Per meglio mettere a fuoco il nocciolo della questione che attiene il rapporto psicoterapeuta – paziente occorre precisare preventivamente che l’ottica da cui si muove questa sintetica riflessione, disimpigliata da grandi e piccoli “dogmi”, è quella psicoanalitica.
È d’uopo partire quindi per questo breve excursus dall’assunto freudiano del 1917. “….Evidentemente le faccio un grosso favore se la respingo da me, là dove sono gli Adler, gli Jung e altri. Ma non posso farlo, io devo avanzare le mie pretese su di lei, devo affermare che Lei è uno splendido analista, il quale ha afferrato irrevocabilmente la sostanza della questione. Chi riconosce che il transfert e la resistenza sono la chiave di volta del trattamento (mia la sottolineatura), senza rimedi appartiene alla schiera dannata.” (Lettera del 5/6/1917 di Freud a Groddeck – carteggio Freud-Groddeck Adelphi – Milano 1973).

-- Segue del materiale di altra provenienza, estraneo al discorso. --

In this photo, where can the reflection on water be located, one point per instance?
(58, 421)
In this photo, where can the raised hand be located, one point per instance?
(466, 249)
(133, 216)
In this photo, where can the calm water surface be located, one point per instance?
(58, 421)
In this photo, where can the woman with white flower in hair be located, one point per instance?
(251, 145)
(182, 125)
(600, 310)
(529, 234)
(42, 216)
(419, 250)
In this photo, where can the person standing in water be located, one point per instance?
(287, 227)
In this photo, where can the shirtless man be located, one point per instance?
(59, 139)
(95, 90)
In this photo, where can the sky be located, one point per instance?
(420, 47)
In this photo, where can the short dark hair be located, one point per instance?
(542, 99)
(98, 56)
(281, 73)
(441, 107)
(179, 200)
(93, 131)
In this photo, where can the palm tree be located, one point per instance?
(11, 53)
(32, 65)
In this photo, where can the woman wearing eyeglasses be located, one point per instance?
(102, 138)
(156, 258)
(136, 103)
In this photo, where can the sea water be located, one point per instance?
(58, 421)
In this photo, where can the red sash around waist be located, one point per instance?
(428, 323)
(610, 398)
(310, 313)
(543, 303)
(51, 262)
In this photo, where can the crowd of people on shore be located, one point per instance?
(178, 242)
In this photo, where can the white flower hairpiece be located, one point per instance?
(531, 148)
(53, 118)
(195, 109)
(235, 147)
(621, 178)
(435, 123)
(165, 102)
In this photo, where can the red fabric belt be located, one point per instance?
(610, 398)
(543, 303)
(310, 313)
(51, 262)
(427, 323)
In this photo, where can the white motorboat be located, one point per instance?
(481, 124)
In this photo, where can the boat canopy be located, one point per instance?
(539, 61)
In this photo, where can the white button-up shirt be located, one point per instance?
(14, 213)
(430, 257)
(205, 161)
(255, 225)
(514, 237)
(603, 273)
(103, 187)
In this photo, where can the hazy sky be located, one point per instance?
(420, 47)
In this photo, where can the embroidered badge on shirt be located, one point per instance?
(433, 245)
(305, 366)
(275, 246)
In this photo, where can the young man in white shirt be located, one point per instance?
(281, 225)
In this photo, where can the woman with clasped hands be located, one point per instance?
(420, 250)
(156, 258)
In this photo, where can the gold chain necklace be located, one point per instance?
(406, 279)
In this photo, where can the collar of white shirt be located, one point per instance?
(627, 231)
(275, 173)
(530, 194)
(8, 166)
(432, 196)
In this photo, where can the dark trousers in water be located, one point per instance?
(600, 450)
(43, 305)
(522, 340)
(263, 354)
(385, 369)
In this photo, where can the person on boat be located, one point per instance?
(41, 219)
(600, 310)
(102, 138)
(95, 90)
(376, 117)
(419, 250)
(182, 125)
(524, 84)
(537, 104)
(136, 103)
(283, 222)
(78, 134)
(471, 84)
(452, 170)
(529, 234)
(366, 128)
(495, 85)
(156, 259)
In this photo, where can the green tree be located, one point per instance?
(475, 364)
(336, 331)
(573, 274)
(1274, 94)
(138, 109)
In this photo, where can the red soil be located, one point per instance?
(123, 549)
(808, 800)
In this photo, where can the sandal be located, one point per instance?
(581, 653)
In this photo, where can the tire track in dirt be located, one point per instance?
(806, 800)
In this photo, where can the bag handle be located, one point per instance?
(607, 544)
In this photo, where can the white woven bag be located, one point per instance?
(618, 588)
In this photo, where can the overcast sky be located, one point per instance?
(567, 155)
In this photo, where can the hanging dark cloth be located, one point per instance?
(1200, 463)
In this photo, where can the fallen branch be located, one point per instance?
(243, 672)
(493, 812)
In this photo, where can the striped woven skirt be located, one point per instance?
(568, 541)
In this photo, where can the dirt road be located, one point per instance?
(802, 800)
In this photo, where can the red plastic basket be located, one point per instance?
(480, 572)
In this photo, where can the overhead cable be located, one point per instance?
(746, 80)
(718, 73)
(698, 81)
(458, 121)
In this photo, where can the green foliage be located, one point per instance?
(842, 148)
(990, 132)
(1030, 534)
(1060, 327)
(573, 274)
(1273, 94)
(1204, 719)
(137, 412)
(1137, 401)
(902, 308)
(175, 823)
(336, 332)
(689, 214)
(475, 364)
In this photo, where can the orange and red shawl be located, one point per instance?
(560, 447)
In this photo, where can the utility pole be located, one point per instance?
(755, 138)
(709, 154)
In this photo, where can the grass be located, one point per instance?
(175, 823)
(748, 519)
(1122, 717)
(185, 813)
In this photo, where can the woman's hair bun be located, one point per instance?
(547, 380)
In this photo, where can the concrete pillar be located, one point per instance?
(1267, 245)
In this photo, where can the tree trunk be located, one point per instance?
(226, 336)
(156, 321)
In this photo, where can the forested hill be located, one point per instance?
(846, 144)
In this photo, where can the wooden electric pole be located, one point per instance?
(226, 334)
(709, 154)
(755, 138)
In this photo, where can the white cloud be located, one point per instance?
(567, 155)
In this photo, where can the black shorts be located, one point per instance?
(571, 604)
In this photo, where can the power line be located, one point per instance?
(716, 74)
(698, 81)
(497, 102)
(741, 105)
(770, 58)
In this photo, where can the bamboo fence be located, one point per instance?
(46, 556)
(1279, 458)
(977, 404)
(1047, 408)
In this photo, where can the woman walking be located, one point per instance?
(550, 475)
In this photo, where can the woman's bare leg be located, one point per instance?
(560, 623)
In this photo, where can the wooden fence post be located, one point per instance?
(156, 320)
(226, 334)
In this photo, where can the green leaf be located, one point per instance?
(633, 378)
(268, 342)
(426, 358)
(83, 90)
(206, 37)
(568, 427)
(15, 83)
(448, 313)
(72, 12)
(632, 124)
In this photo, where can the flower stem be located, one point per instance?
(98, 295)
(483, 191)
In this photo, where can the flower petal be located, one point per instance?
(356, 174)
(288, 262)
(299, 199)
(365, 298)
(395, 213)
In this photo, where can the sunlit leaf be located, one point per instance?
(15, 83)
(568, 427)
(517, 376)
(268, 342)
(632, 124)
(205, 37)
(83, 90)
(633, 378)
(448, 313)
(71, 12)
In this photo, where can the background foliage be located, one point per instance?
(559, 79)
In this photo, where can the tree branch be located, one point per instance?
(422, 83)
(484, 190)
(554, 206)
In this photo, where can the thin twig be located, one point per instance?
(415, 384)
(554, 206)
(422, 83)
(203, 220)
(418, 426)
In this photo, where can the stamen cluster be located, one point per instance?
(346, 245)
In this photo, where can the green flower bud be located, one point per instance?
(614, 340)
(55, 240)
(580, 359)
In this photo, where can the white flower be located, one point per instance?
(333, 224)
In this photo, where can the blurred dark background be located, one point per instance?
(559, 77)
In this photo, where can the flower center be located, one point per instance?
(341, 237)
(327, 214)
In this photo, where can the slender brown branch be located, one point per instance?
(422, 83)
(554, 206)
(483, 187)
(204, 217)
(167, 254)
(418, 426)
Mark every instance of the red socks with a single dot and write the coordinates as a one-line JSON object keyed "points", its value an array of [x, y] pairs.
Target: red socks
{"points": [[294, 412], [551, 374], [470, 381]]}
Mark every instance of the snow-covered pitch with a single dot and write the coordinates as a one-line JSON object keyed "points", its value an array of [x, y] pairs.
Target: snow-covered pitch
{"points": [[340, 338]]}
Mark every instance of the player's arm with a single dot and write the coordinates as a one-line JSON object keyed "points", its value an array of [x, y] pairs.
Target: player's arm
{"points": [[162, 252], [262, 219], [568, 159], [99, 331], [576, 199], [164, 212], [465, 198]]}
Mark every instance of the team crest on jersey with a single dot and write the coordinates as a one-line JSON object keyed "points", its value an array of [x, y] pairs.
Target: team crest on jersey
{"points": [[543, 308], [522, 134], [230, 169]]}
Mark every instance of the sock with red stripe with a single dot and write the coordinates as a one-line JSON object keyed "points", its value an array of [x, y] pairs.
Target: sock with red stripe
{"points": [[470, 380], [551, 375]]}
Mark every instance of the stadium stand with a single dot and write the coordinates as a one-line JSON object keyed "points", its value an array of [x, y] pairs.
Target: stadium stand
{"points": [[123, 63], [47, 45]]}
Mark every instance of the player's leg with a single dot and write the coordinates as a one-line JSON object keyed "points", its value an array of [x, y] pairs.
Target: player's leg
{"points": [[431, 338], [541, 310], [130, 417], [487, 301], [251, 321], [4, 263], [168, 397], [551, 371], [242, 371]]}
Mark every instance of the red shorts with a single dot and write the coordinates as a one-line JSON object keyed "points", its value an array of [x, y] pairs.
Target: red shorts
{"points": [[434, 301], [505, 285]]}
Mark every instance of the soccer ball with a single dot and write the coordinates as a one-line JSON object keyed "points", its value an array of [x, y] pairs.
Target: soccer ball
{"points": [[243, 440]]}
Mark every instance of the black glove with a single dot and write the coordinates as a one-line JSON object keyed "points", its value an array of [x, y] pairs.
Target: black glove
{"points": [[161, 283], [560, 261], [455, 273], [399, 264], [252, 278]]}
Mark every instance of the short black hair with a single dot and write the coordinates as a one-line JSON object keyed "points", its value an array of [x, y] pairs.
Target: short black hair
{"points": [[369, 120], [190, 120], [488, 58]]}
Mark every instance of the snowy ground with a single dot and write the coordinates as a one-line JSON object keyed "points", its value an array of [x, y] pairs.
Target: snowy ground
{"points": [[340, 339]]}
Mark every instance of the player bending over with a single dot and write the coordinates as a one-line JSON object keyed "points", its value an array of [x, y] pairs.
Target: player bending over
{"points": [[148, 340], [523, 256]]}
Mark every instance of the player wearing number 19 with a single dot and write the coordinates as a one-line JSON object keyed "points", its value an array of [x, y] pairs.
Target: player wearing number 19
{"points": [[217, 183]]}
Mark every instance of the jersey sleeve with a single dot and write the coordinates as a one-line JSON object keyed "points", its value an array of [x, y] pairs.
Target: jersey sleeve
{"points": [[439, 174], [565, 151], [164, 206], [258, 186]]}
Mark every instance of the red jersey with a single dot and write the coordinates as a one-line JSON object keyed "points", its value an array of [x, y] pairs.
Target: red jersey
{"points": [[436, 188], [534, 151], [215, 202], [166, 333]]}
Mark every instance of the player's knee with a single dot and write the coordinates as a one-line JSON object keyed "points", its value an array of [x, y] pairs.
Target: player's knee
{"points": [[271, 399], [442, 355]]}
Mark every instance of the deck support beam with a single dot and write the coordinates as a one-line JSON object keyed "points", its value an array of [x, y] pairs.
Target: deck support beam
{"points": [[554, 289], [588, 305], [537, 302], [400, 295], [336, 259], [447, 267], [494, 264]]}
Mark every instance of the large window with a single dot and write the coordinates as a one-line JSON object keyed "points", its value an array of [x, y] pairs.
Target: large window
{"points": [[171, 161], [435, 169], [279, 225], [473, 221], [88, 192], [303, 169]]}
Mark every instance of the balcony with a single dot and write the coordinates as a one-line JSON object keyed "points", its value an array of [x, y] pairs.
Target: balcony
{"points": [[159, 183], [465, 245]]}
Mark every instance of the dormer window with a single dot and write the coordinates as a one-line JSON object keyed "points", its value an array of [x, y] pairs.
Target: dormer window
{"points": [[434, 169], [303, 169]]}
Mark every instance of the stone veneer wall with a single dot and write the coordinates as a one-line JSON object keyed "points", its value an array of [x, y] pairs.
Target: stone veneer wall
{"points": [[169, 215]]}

Il percorso del pensiero psicoanalitico ha avuto tanti approdi, quello di Kohut a proposito del nostro discorso  mi sembra il più condivisibile. Secondo questo moderno ed innovatore Autore la questione è così posta: “…. Nella mia opinione quindi l’esistenza della psicoanalisi risiede nell’immersione empatica protratta dall’osservatore scientifico nell’osservato….” (La guarigione del Se – Boringhieri Torino 1980). Nella mia prospettiva inoltre, facendo tesoro della preziosa esperienza Rogersiana, il rapporto a due analitico – empatico si fa al tempo professionale ma anche e soprattutto genuinamente umano superando la presunta neutralità dello psicoterapeuta. Tuttavia è evidente che non può trattarsi di relazione ingenua, che anzi, il rapporto è finalizzato all’obiettivo finale sancito fin dall’inizio da un chiaro contratto in cui il sofferente chiede una prestazione, che prevede delle precise competenze professionali, per risolvere un disagio generalmente espresso con un sintomo. Tutto ciò aumenta di più l’importanza del training formativo personale dello psicoterapeuta che essenzialmente gli consente di prendere contatto e saper gestire gli elementi originali del proprio Se. Ed è per questo che diventa decisiva a mio avviso l’analisi del vissuto corporeo mediante psicodistensione analitica di gruppo e individuale ma anche mediante l’espressività corporea e figurativa oltre che l’analisi mediata del verbale. Qualche considerazione per finire sull’analisi terminabile ed interminabile, assillo lasciatoci in sospeso da Freud. Ritengo giustificato separare l’espressione sintomatologica portata dal paziente dalla sua “realtà” interiore. Entrambe le “realtà” ci possono guidare nella decisione per procedere allo “svezzamento” del rapporto instaurato. Sottolineando che l’arte del “tagliare” è altrettanto preziosa di quella del “cucire” nel rapporto psicoterapeuta/paziente come lo è in quello esistenziale.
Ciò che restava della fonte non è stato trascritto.